Modern wholesale banks are engaged in finance, wholesaling underwriting, market marking, consultancy, mergers and acquisition fund management, counseling on international business, international guarantees, insurance, demonstration etc. Should from the part of syndication activity for achieving the wholesale banking.

The wholesale banking is also marketed by element of efficiency in terms of time and delivery which is required in a competitive environment. To a bank it means business both on the demand side and the supply side of the wholesale client. For instance, the banker can step into Banking for the Suppliers to the corporate and the same time provides service to the receivers of the Products of the corporate.

Following are the advantages, status/demerits of wholesale banking:

(i) Large income accrual as the volume of each transaction is relatively bigger compared to retail banking.

(ii) Provides opportunities to Cross sell a bouquet of banking products to meet the various requirements of corporate.

(iii) Scope of large exchange income from forex transaction involving export import business of client and fee based income from services like cash management, advisory services etc.

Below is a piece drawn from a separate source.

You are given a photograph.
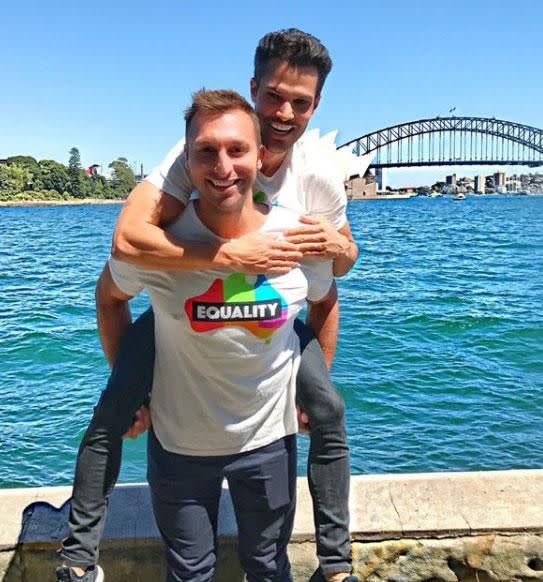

Let us have a look of the present status of wholesale banking Firstly, most banks have a presence in wholesale banking. But this vertical is largely dominated by large Indian banks. while a large portion of the business of foreign banks comes from wholesale banking, their market share is still smaller than that of the large Indian banks. A number of large private players among Indian banks are also very active in this segment. Among the players with largest foot print in the wholesale banking space are, SBI, ICICI Bank, IDBI Bank Bank of Baroda, Canara Bank, Bank of India, Punjab National Bank and Central Bank of India.